- Sarat Biswas Road Location in West Bengal, India Sarat Biswas Road Sarat Biswas Road (India)
- Coordinates: 22°39′40″N 88°52′18″E﻿ / ﻿22.661009°N 88.871586°E
- Country: India
- State: West Bengal
- District: North 24 Parganas
- City: Basirhat
- Time zone: UTC+5:30 (IST)
- PIN: 743411

= Sarat Biswas Road, Basirhat =

Sarat Biswas Road is an affluent neighborhood in Basirhat, West Bengal, India. Many administrative offices are located in this area.

==Location==
Sarat Biswas Road is situated in the eastern part of Basirhat, providing easy access to various parts of the city.
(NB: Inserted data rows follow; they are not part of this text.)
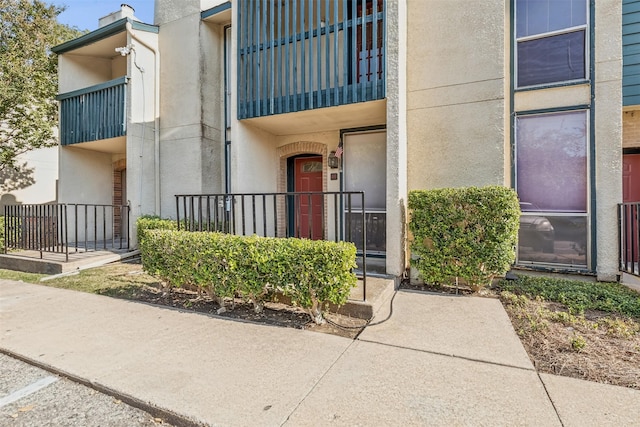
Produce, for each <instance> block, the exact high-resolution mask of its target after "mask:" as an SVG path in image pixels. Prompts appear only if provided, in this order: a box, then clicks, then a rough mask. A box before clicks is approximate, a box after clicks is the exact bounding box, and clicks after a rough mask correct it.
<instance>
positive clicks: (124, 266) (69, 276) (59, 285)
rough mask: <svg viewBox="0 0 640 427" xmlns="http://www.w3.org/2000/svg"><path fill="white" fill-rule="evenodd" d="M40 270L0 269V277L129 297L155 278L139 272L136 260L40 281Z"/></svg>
mask: <svg viewBox="0 0 640 427" xmlns="http://www.w3.org/2000/svg"><path fill="white" fill-rule="evenodd" d="M43 277H46V276H45V275H44V274H32V273H22V272H17V271H11V270H2V269H0V279H9V280H17V281H23V282H27V283H37V284H40V285H45V286H51V287H54V288H61V289H71V290H75V291H81V292H88V293H93V294H100V295H109V296H117V297H120V298H132V297H134V295H135V293H136V292H137V291H138V290H139V289H140V288H142V287H144V286H145V285H152V284H155V283H157V282H158V281H157V279H154V278H153V277H151V276H149V275H147V274H145V273H143V271H142V266H141V265H140V264H130V263H114V264H109V265H106V266H104V267H98V268H93V269H89V270H82V271H80V272H79V273H78V274H73V275H68V276H61V277H58V278H55V279H51V280H46V281H44V282H41V281H40V279H41V278H43Z"/></svg>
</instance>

This road connects the Itinda Road and the Martin Burn Road.

==Commercial area==
The neighborhood has several retail stores, including More Supermarket and Titan, along with the presence of many banks and offices. The presence of Basirhat Municipality offices makes it an important area. Basirhat Sub-Correctional home also known as Basirhat Jail is present here.

==Culture and festivals==
In Sarat Biswas Road, Two Durga Puja organizers, Town Club and Milan Sangha are located. During the Puja days, the area is decorated with vibrant lights, attracting many visitors.